There are a lot of patients that are started on basal insulin, and I think, particularly in primary care, they’ve gotten very comfortable with using basal insulin and titrating the dose up. What often has happened is there’s a large group of patients that are not well controlled, that are on basal insulin. And many of them are not controlled, not because they need more basal insulin, but they’re not able to make meal-time insulin. That’s where the GLP-1 (glucagon-like peptide-1) agonist comes in and, essentially, it becomes a choice between adding a GLP-1 agonist, which is going to have less effect on weight, less hypoglycemia, and could be the same number of injections that the patient is already on, or going to a basal bolus, which would be 3 additional injections and more weight gain. And, if you frame that to most patients, they’re going to choose door number 1 over door number 2.
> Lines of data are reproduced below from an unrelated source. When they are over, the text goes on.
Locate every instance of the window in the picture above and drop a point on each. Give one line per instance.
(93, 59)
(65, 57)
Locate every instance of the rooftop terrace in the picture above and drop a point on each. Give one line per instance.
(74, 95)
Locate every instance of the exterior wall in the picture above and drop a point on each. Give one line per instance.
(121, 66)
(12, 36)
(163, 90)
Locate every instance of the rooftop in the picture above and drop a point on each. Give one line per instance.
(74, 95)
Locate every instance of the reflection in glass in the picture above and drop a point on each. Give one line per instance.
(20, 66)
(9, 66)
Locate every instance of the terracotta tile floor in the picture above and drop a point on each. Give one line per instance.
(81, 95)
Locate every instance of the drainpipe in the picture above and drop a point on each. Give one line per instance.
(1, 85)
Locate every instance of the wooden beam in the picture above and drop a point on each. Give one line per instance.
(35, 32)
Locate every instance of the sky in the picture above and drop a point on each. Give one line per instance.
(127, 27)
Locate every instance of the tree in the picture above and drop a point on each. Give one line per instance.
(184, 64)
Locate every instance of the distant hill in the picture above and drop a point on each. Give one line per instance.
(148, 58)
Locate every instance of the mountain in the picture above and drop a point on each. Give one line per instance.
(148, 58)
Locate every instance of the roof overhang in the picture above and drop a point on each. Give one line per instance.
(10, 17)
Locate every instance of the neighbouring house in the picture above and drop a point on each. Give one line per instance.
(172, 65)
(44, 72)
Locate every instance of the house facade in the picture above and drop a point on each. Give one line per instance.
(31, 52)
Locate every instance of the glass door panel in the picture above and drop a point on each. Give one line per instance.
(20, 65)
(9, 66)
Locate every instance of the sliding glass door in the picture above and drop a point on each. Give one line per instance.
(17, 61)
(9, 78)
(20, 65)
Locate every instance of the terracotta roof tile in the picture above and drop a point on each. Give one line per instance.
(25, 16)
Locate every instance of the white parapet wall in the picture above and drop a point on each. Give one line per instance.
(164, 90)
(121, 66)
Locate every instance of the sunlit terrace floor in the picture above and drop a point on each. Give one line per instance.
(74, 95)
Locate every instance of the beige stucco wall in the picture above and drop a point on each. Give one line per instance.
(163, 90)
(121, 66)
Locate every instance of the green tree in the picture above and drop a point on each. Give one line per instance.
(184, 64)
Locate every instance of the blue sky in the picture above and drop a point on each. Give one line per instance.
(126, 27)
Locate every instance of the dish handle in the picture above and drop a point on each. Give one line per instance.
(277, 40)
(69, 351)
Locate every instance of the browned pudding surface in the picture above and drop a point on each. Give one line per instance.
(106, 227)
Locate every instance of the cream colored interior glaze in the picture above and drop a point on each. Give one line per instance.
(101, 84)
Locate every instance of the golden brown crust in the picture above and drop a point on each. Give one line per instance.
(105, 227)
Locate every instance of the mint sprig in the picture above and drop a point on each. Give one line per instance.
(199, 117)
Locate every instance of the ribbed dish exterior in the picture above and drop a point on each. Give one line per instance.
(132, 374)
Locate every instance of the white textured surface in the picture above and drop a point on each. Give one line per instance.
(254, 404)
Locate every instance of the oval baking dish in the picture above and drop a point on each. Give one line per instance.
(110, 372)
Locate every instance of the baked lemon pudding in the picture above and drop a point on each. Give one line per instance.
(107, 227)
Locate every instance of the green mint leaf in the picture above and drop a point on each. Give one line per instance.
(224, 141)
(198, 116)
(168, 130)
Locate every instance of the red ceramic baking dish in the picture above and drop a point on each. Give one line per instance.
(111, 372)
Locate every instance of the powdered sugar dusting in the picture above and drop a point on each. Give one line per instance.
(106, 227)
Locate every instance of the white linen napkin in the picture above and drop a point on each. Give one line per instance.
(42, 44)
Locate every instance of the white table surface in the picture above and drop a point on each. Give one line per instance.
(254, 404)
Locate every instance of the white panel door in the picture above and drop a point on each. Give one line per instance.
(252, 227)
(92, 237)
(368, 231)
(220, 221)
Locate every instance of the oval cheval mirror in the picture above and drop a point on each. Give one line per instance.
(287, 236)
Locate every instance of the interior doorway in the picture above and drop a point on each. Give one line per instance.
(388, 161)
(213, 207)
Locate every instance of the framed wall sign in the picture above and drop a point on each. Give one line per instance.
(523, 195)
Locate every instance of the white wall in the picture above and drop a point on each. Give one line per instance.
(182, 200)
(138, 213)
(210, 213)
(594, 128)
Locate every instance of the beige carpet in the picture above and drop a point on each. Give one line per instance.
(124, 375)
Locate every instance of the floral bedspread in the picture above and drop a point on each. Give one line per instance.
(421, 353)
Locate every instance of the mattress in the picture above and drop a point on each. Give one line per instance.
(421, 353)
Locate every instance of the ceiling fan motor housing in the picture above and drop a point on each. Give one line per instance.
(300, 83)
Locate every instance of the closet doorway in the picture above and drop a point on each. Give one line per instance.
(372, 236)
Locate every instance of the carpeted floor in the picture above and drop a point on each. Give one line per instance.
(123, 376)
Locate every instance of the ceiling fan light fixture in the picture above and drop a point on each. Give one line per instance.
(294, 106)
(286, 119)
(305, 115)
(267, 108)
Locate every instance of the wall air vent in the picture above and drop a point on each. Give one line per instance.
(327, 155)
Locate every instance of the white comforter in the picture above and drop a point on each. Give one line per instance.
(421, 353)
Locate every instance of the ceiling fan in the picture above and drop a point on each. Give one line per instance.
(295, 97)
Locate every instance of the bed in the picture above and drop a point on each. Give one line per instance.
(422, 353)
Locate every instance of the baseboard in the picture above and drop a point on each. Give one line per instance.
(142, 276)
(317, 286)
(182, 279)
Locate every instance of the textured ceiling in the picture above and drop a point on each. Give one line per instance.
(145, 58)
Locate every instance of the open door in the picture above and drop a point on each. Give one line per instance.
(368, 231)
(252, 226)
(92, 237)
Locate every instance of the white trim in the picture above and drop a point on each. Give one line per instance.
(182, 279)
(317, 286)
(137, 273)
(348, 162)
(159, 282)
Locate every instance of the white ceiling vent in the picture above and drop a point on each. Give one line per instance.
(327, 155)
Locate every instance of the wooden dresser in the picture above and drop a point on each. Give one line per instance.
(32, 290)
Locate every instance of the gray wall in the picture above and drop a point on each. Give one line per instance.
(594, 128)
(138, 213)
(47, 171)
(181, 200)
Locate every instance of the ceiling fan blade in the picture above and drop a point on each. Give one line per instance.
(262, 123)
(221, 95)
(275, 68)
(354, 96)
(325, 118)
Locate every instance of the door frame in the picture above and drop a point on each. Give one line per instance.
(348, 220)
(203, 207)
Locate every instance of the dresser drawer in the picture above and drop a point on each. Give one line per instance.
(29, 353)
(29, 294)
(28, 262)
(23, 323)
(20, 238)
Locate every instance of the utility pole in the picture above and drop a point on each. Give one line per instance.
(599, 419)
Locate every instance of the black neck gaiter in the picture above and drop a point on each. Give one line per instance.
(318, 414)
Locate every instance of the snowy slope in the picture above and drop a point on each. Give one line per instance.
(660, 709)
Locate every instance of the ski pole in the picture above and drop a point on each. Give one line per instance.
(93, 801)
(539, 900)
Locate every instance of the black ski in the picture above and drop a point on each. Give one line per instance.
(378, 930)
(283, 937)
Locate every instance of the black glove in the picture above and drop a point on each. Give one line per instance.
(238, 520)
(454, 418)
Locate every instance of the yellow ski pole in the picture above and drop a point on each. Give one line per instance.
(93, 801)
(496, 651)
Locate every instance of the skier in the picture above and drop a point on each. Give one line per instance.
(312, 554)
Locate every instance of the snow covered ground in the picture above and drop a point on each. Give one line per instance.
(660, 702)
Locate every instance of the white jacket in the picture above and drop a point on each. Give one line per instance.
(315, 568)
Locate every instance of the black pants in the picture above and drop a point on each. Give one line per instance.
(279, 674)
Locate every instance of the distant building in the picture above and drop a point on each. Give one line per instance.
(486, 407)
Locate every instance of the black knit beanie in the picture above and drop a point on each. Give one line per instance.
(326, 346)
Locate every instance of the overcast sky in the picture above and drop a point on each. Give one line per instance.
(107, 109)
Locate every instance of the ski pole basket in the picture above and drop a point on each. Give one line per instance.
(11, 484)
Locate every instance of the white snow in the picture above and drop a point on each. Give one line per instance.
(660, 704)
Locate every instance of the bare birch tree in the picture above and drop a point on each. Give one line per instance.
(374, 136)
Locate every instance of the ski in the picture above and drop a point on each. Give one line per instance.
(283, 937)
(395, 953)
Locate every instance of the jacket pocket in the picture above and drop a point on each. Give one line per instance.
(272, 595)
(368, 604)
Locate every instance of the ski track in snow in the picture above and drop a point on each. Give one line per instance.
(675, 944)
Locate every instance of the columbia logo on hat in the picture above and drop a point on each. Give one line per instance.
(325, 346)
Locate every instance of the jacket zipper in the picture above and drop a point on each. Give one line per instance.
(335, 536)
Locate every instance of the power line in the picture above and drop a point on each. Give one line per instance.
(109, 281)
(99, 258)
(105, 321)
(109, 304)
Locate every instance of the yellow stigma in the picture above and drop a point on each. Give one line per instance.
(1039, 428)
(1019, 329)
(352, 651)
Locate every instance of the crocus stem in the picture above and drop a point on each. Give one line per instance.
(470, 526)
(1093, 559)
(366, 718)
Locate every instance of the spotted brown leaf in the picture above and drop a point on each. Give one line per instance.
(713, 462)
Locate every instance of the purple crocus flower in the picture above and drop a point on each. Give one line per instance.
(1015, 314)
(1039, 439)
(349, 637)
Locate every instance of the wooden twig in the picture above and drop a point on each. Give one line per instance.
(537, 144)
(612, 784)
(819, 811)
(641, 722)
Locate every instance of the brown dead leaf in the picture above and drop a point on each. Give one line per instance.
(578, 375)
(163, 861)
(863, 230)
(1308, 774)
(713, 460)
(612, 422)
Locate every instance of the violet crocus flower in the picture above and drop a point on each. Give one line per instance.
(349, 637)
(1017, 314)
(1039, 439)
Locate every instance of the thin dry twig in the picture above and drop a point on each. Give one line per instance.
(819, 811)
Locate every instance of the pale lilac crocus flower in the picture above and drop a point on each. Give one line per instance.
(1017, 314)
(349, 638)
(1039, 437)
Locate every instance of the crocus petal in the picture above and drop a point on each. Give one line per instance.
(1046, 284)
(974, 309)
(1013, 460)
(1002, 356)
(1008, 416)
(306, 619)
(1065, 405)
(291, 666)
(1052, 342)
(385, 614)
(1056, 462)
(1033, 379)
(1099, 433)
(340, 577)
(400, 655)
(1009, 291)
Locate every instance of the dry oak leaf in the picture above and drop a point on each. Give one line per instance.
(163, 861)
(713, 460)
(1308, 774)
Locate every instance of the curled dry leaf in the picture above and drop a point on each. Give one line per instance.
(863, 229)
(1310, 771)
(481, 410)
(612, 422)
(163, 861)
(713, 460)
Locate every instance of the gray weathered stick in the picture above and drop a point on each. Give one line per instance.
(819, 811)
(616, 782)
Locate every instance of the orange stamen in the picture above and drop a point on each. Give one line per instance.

Dennis P. Scanlon, PhD: Do we also need to factor in the clinician time in terms of various treatments, or the education time?
Zachary Bloomgarden, MD: This is another part of the fallacy of the Treat-to-Target Trial, based on fasting blood sugar, because, at a certain point, if you just hit the person over the head with more and more and more basal insulin to drive down the FBG (fasting blood glucose), you’re not accomplishing much.
Dennis P. Scanlon, PhD: Except hypoglycemia.
Zachary Bloomgarden, MD: Right. Except nocturnal hypoglycemia.